As was stated without proof in Auxiliary Tutorial 3, the Kullback-Leibler divergence is frequently used in information theory to quantify the dissimilarity between two probability distributions (note that it is not symmetric in the two distributions, and therefore cannot be considered a distance).
For VI, we want to approximate a posterior distribution $P(\theta \mid \mathbf{X})$ with an approximate distribution $Q(\theta)$. In this notation, $\theta$ represents a vector of parameters we might try to estimate (hereafter called latent, or unobserved, variables for clarity). $\mathbf{X}$ represents the data, or the observed variables. For a good approximation, we want the Kullback-Leibler divergence to be as small as possible.

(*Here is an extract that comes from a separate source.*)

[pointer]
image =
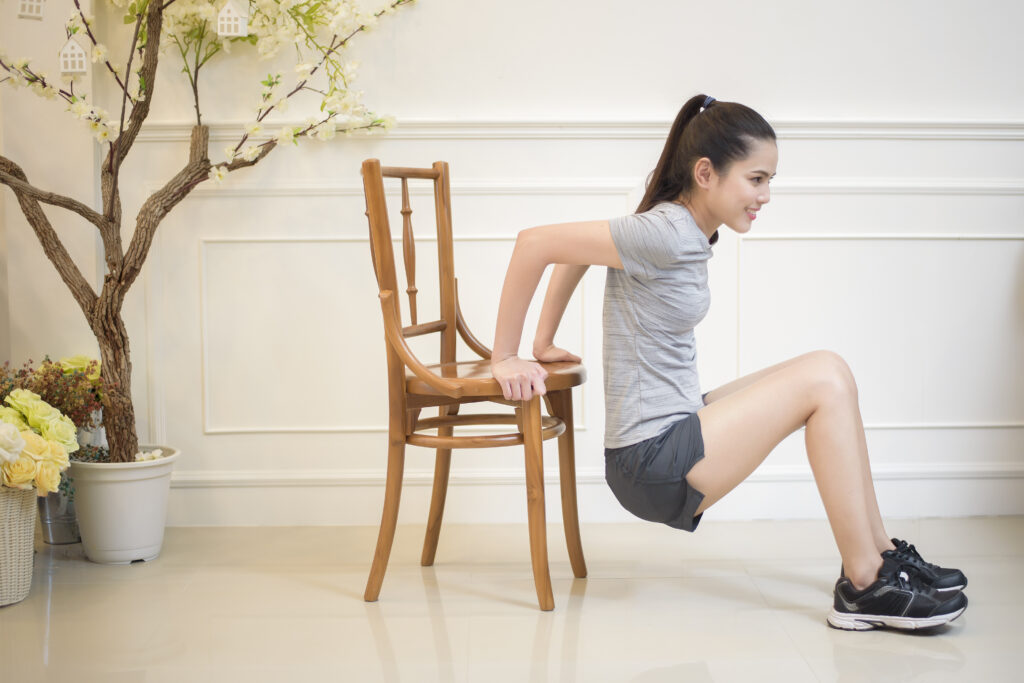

Note that we are departing from our notation of using $g$ to denote distributions of parameters and $f$ to denote distributions of data because the K-L divergence is general, and we will be using some joint distributions.
\begin{align} D_{KL} \left(Q\middle\| P \right) = \sum_\theta Q(\theta)\, \ln \frac{Q(\theta)}{P(\theta \mid \mathbf{X})}. \end{align}
(Note that this is zero if $Q \equiv P$, and positive otherwise.) However, because the full posterior appears in this expression, we would have to compute the evidence, $P(\mathbf{X}) = \int d\theta\, P(\theta, \mathbf{X})$, which is generally an intractable integral. Instead, we'd like the thing we optimize to be in terms of distributions that are more easily expressed, so we modify this expression. By the chain rule of probability,
\begin{align} P(\theta \mid \mathbf{X}) = \frac{P(\theta, \mathbf{X})}{P(\mathbf{X})}. \end{align}
We can substitute into our expression for $D_{KL}$ and rearrange using properties of logarithms.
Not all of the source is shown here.